Martha nodded. Beyond the call didn't begin to describe it. “How does she . . . look?”

“Dead at least a week or the crow wouldn't have had time to build a nest. Birds pecked her eyes and ate away her lips. Her gums are receding. Too bad it's so cold up here or the Calliphoridae would make timing a cinch.”

“You mean blow flies,” Ettinger said.

Wilkerson nodded. “As it is, we'll have to rely on decomposition rate. This time of year the initial process is largely from inside out, from bacteria and protozoa in the body. Her stage falls somewhere along the time line from initial decay to putrefaction. So the odor
isn't too bad. If that guy who found the body had got here a couple weeks from now, the stink would have dropped him flat on the floor.”

“This falls under the category of too much information. Let's get her out and then you can work your magic.”

“I'm just trying to prepare you. A lot of law enforcement personnel think they've seen it all and can handle it, but their experience is usually limited to fresh kills and desiccated remains. It's the in-between vics, the black putrefaction and butyric fermentation cadavers, that give you nightmares.”

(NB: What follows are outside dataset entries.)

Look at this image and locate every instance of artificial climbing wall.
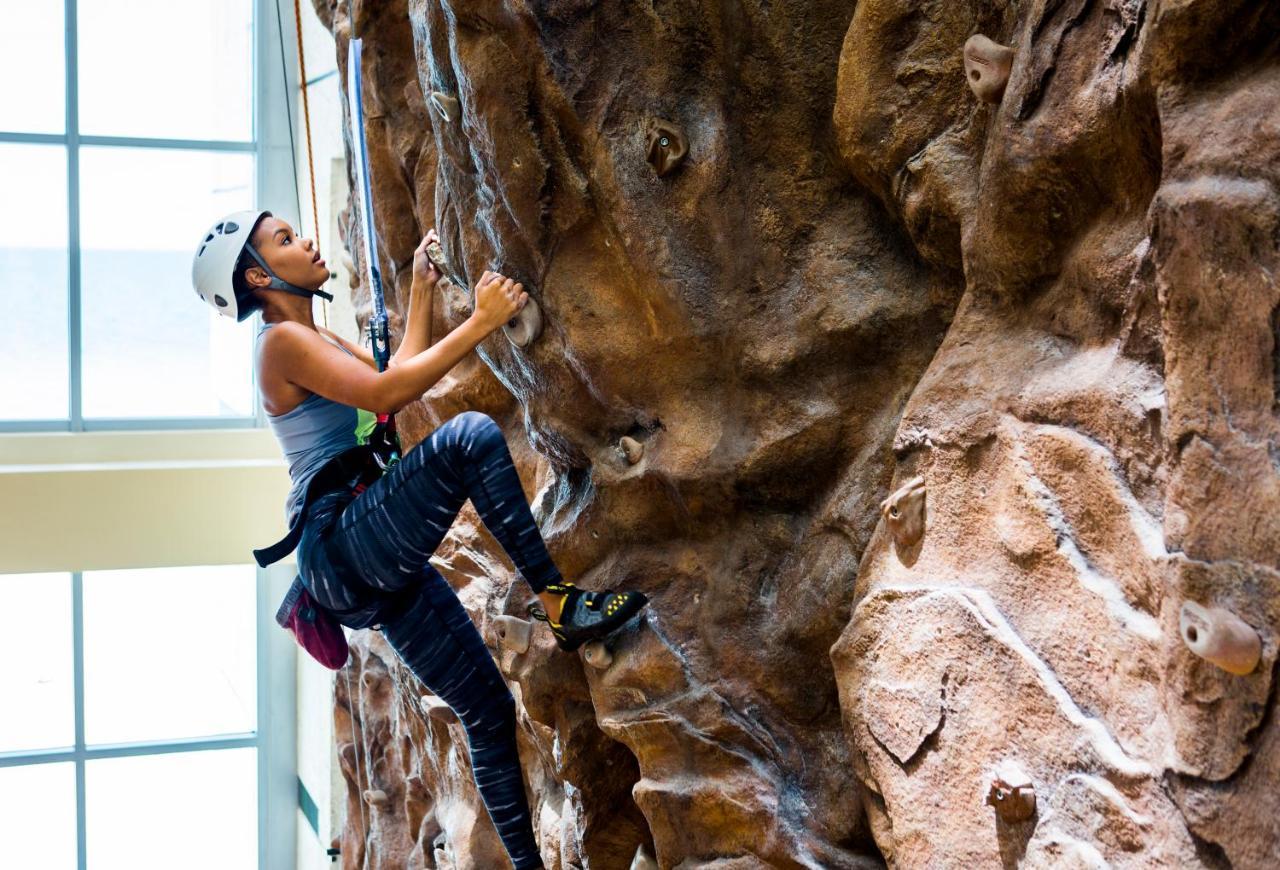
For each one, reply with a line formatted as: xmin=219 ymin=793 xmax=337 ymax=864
xmin=309 ymin=0 xmax=1280 ymax=870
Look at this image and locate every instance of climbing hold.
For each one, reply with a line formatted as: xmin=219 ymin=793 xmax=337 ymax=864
xmin=426 ymin=242 xmax=449 ymax=274
xmin=628 ymin=843 xmax=658 ymax=870
xmin=645 ymin=118 xmax=689 ymax=178
xmin=987 ymin=777 xmax=1036 ymax=824
xmin=881 ymin=476 xmax=924 ymax=550
xmin=364 ymin=788 xmax=390 ymax=806
xmin=502 ymin=296 xmax=543 ymax=348
xmin=618 ymin=435 xmax=644 ymax=466
xmin=494 ymin=617 xmax=534 ymax=655
xmin=428 ymin=91 xmax=462 ymax=124
xmin=422 ymin=695 xmax=458 ymax=725
xmin=426 ymin=242 xmax=543 ymax=347
xmin=582 ymin=641 xmax=613 ymax=670
xmin=1178 ymin=601 xmax=1262 ymax=676
xmin=964 ymin=33 xmax=1014 ymax=102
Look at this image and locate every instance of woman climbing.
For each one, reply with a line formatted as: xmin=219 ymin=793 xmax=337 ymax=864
xmin=192 ymin=211 xmax=646 ymax=870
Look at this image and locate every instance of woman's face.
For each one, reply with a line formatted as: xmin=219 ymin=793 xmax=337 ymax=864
xmin=244 ymin=215 xmax=329 ymax=290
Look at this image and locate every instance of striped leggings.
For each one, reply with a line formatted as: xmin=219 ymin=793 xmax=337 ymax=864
xmin=298 ymin=411 xmax=561 ymax=870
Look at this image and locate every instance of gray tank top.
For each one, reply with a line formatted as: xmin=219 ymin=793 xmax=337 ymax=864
xmin=255 ymin=322 xmax=378 ymax=527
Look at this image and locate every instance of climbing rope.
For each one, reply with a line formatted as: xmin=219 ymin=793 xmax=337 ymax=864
xmin=275 ymin=0 xmax=374 ymax=837
xmin=275 ymin=0 xmax=329 ymax=329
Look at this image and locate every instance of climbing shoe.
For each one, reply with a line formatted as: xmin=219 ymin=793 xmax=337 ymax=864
xmin=529 ymin=581 xmax=649 ymax=653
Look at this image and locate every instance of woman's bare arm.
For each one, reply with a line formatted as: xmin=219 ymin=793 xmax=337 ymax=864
xmin=316 ymin=326 xmax=378 ymax=371
xmin=261 ymin=273 xmax=527 ymax=413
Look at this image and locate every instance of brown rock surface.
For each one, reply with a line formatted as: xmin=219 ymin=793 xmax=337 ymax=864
xmin=317 ymin=0 xmax=1280 ymax=869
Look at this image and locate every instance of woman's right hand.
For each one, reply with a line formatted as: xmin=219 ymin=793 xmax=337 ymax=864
xmin=472 ymin=270 xmax=529 ymax=333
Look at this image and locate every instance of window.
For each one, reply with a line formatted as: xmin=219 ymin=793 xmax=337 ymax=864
xmin=0 ymin=566 xmax=280 ymax=870
xmin=0 ymin=0 xmax=297 ymax=431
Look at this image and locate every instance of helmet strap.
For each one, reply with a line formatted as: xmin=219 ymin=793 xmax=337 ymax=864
xmin=244 ymin=242 xmax=333 ymax=302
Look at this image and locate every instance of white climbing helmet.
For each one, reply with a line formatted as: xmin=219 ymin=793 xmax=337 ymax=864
xmin=191 ymin=209 xmax=333 ymax=322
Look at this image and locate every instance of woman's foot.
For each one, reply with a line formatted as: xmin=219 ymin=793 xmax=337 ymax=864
xmin=529 ymin=581 xmax=649 ymax=653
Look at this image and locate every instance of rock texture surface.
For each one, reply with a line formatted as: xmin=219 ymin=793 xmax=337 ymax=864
xmin=317 ymin=0 xmax=1280 ymax=870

“I'll take your word for it.”

 • • • 

T
hey couldn't get her out. The body rocked when they pulled on the harness, but the offending knee wouldn't budge. Wilkerson offered to crawl up from the firebox and see if she could get a harness around the foot belonging to that knee. If they could pull it down until the leg was straight, there was a decent chance the body would follow. Ettinger agreed to the strategy.

Wriggling on her back into the firebox and elbowing up several feet, Wilkerson managed to get the harness over the shoe on the drawn-up foot. When she climbed down, Harold tucked his braid into his jacket and took her place in the firebox, looking none too happy about it.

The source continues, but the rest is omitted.